In my view, there is one core reason: the lack of investment by the industry in single stock trading. This may once have been justifiable given the absence of real-world solutions that could help. However, this has changed in recent times with the advent of machine learning techniques and the accessibility of TCA (transaction cost analysis).

Before any firm embarks on a path to reassess their approach to single stock trading, they should first acknowledge failings that are almost invariably present within their current workflows, most notably the lack of a consensus view on what makes a “good” high touch execution strategy. Realistically, firms that have two single stock traders with the same trade will each take a different view on how to execute and likely will also employ divergent approaches. This is not their fault: it’s merely the lack of a constructive set of defined criteria which were not accessible in the past.

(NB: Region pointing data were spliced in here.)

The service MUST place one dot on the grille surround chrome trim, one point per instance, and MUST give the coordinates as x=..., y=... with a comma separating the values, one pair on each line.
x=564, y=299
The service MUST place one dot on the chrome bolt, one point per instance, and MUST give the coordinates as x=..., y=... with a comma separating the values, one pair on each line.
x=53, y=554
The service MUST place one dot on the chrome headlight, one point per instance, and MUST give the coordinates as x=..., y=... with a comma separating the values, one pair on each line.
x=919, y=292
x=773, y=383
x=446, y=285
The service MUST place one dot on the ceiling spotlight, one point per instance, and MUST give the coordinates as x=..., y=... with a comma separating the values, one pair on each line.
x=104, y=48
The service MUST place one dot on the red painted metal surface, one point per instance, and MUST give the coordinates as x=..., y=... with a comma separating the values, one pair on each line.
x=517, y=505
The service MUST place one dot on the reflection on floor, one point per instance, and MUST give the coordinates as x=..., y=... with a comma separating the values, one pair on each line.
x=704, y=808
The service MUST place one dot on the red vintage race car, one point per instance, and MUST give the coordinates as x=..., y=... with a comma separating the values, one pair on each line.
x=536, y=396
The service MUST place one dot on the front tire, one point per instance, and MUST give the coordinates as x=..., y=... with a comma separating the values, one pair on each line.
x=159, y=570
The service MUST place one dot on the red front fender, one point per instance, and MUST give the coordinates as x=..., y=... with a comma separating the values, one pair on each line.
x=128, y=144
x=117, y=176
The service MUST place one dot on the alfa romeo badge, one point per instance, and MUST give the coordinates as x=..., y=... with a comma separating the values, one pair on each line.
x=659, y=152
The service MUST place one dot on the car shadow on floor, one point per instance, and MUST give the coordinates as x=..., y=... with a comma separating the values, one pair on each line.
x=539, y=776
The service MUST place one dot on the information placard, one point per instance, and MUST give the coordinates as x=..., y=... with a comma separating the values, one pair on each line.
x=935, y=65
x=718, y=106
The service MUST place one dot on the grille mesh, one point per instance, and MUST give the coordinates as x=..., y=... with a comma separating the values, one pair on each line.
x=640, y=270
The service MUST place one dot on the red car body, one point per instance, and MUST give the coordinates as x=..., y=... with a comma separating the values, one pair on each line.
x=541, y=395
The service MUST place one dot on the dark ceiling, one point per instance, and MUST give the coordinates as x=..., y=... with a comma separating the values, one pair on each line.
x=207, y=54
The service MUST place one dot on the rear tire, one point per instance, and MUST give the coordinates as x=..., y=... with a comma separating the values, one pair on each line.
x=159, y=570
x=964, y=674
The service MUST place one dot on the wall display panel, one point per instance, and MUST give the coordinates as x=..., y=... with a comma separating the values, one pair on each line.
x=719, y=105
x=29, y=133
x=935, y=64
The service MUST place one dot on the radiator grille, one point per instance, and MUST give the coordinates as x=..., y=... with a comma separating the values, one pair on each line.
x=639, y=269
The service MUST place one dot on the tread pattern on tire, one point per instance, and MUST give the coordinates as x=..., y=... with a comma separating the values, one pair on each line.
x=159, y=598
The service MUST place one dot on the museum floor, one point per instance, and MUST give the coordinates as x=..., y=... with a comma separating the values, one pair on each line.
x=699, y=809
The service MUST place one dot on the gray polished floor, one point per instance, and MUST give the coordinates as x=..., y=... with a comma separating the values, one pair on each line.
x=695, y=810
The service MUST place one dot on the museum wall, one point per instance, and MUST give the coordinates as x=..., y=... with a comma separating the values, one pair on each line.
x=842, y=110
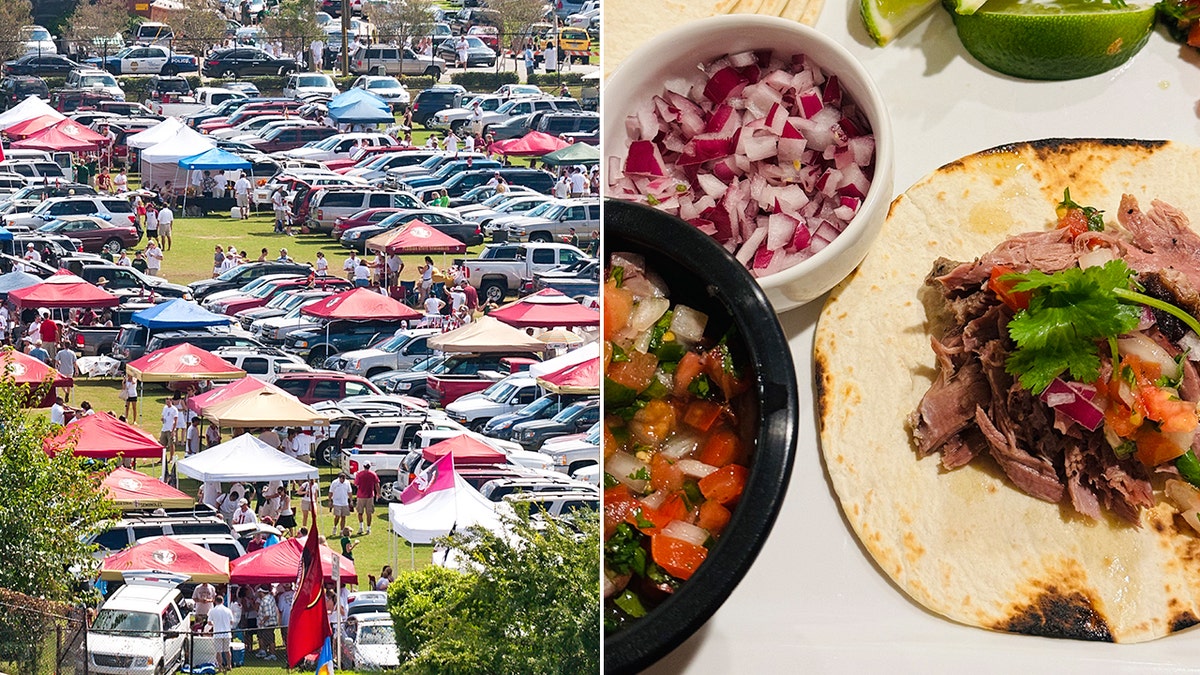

The world has moved on, and most asset managers now have access to tools such as portfolio manager profiles and more advanced systems that can indicate what could be the drivers of a particular stock move. If trading desks can put a framework around this and get comfortable with it, they can start to provide meaningful, quantifiable feedback to traders to start making improvements and leveraging outcomes.

I’ll simplify the workflow to make a point. Currently, I see three key decision points for high touch traders.

Workflow for high touch trading
First, the decision to trade a block should there be one available. Second, if there is not a block available, then what is the best way to work in the market while searching for blocks? Third, determining what information to give to the street to enable them to do their job concerning matching buyers and sellers.

J.P. Morgan is developing quantitative methodologies to address and inform our high touch traders at these three key decision points, as well as working with our quants to construct a framework around when is the correct time to adjust a given strategy. Having this structure in place simplifies workflows and makes high touch trading significantly more intuitive.

To date, we have made significant progress. Traders already receive a recommendation on which broker to leave information with to optimize potential block outcomes for the benefit of our clients. Block releases are captured and time stamped so we can much better understand the consequences of our traders’ actions. Also, a framework is currently under development to create a recommendation around “trading strategy” that will supplement the high touch traders’ own input.

Needless to say, the level of flexibility is greater in the high touch world when it comes to intervention, but this framework provides a base for our quants to help improve execution quality, where there was none before. By the end of 2019, a number of other factors will have been baked into the model to provide a significant step forward in achieving optimal outcomes.

This investment, and the framework it provides, give the traders more confidence in their decision making and allows them to understand with hard numbers which counterparties are working for them and which are not in the brokerage community. Put another way, this process enables them to start to move away from the current best practice of a qualitative overlay when making decisions. With more confidence comes more information to those on the street that are meeting requirements, allowing sell side traders to do their job in providing added value to the blocks world and to move away from the prevailing thought that algo execution is the first port of call when working large orders.

In order for this evolution to have the maximum effect, there is another change that needs to happen – within the traders themselves. Embracing new technologies and techniques is vital, and those firms who push forward in this space will have the most open-minded single stock traders; those who are willing to adopt new and exciting changes to increase the efficiency of their role and empower them to make more informed decision.

We are at the start of a period of dramatic change in this critical space, and I am looking forward to seeing a group of traders who have been underinvested to move forward as the industry takes the next step.